Taylor Swift performs at Tokyo Dome in February during her successful Eras tour.

(Toru Hanai/Associated Press)

“God save the most critical idiots who claim to want the best for me,” he sings, “performing sanctimonious soliloquies I’ll never see.”

“But Daddy I Love Him” is a song about pushing beyond the constraints of what people expect of her — actually, violently breaking through those constraints — and it came to mind even before the debate, when Swift was photographed at the U.S. Open in New York hugging her friend Brittany Mahomes after yet another moment of fan outrage related to Mahomes’ apparent endorsement of Trump. (A flowchart might help keep all these alliances and rivalries straight.)

Essentially, Swift's massive fame seems to have given her a sense of immunity from criticism — from trolls on social media, from fans who think they know what's best for her, from the red-state Swifties she's once seemed reluctant to alienate with her more progressive views.

In an amusing twist, a sense of invincibility is also the trait that led Trump to provoke Swift’s potentially damaging endorsement of Harris.

On Instagram, Swift explained that she was motivated to publicly endorse Harris because of Trump's recent deployment of fake artificial intelligence images suggesting she was backing the former president.

“It really brought up my fears around AI and the dangers of spreading misinformation,” she wrote. “It led me to the conclusion that I need to be very transparent about my actual plans for this election as a voter.”

In other words, Trump’s confidence that he could get away with using the fake images of Swift — a confidence grounded in everything else he has accomplished in recent years — put him in direct conflict with a person whose arrogance almost certainly outweighs his own.

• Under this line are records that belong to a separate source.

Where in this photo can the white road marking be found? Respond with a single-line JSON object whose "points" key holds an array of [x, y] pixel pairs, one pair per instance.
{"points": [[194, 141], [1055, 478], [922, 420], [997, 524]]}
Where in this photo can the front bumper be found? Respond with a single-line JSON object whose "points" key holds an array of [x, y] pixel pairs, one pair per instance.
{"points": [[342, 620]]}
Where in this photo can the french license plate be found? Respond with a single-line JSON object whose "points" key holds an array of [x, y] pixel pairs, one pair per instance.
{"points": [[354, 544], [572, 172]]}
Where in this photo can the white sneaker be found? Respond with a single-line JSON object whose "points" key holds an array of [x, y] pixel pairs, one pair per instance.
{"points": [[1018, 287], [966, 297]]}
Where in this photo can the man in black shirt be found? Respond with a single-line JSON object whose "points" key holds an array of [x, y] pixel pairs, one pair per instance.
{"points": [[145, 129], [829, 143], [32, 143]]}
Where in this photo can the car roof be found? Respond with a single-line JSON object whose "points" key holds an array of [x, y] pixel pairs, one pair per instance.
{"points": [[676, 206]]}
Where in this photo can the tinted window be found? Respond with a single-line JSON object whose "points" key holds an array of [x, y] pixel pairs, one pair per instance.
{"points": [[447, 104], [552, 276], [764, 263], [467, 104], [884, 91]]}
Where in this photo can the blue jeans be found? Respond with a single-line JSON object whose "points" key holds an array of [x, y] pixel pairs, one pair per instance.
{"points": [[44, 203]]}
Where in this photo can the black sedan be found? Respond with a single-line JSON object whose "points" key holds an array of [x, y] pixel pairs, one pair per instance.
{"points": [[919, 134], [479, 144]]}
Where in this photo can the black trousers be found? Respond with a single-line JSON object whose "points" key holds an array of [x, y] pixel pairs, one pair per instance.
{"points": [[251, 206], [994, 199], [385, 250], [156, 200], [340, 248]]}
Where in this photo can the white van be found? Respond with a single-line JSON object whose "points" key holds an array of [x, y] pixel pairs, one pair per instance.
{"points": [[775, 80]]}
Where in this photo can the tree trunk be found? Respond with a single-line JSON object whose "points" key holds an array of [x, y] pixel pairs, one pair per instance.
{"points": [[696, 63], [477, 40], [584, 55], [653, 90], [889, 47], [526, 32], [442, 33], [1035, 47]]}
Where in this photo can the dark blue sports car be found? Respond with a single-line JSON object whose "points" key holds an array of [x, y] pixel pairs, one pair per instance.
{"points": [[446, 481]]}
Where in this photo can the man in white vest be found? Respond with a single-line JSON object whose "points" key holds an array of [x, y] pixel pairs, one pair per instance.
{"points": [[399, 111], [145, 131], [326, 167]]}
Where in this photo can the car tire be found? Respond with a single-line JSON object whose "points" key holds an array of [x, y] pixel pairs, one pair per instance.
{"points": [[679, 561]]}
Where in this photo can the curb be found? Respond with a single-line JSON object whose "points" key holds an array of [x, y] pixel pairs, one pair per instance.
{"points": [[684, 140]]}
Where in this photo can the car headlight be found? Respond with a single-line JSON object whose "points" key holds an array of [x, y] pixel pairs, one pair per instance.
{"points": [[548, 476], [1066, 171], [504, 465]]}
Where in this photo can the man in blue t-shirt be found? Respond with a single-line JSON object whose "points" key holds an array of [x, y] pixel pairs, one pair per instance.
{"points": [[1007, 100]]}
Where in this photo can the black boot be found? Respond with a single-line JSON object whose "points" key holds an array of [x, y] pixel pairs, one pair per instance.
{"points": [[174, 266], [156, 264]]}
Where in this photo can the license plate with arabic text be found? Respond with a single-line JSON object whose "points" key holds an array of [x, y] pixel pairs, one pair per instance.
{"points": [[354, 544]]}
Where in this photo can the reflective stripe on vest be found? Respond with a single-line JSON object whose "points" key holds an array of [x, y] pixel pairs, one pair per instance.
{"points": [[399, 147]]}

Think for a second, if you haven't, about the fact that Swift's supportive post included not a photo of Harris, but of Swift herself (holding her cat, no less).

While this had to do with her belief in Harris’s political project, it also had to do with Swift taking control of a threatened personal narrative, as she does throughout “The Tortured Poets Department.”

Do you think Trump listened before messing with the wrong megastar?